Friday, October 6, 2006

The Queen (***3/4)

Director Stephen Frears (Dirty Pretty Things, Dangerous Liaisons, The Grifters), whose filmography has delved into seemingly all sides of the class divisions in Britain, depicts the top of the upper crust and how they reacted to the death of Princess Diana in 1997. Helen Mirren, whose previous role was as Elizabeth I in a TV movie, plays the titular Elizabeth II, and Michael Sheen the newly installed prime minister, Tony Blair. The script is by Peter Morgan, whose work is concurrently on view in The Last King of Scotland.
+  For the crown, the death of Diana represented an unprecedented quandary. Having divorced Prince Charles, she was no longer, technically, a royal. Nor were Elizabeth and, especially, her imperious husband Phillip, inclined to celebrate the life of someone they’d come to regard most uncharitably. Instead, they holed up in their country estate. The contrast between the young prime minister and the aging queen mirrors the gulf between the royals’ and the public’s view of the crown’s role in the age of celebrity. In other words, the people expected a gesture of grief to mirror theirs. I’ve never understood myself why an accident of birth should make someone worthy of all that attention, which put me in the odd position of relating, in this case, to the queen’s stance. Yet if I can’t say Frears made me
understand the depth of feeling engendered by the martyred princess, he does make it palpable. Mixing real footage with the fictional helps convey the genuine sadness felt by millions.

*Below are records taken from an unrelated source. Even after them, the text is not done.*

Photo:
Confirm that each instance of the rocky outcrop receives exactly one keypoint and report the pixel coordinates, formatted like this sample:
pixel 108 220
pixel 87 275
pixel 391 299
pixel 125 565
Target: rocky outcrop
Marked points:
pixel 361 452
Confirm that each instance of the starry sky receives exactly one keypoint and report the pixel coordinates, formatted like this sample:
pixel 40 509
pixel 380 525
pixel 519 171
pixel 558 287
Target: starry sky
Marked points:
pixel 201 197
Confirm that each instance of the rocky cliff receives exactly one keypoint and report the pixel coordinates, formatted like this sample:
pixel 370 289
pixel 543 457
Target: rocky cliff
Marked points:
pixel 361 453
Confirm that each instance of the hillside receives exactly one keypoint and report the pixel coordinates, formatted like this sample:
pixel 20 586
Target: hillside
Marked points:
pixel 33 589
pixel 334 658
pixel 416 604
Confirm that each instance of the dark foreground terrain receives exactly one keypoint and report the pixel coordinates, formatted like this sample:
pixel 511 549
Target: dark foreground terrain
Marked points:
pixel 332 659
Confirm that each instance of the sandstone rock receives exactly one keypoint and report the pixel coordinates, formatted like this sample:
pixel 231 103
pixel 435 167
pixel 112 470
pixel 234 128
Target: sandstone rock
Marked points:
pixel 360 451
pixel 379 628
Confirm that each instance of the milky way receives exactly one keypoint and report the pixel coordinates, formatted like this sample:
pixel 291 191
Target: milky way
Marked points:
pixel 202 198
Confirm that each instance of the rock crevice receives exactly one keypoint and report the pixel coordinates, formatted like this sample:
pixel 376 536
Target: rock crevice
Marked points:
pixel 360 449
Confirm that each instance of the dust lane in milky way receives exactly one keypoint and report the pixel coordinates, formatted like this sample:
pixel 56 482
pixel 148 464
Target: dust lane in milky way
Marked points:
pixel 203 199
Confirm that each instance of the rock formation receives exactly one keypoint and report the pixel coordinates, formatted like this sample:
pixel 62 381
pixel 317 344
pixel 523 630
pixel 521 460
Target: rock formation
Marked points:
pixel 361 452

   Of course, a great deal attention will deservedly focus on Mirren, whose Elizabeth is a believable mix of the earthy (she drives her own Range Rover) and the reserved. Sheen is a pretty effective Blair, although in his earliest scene, meeting the queen, he seems such a Pee Wee Herman-esque pipsqueak that it seemed hard to believe this was a man who’d just won a landslide victory. Nonetheless, the movie winds up as a mash note to an emerging statesman, with only the queen’s comment in the epilogue alluding to Blair’s now-sullied reputation.
 - Just once or twice I thought the movie was slow as it inexorably leads toward the self-abnegation by the monarch.
= ***1/2 Not quite a political film, not quite a biographical one, this is a blend of character drama and cultural history lesson that made me interested in an episode I’d utterly ignored when it happened.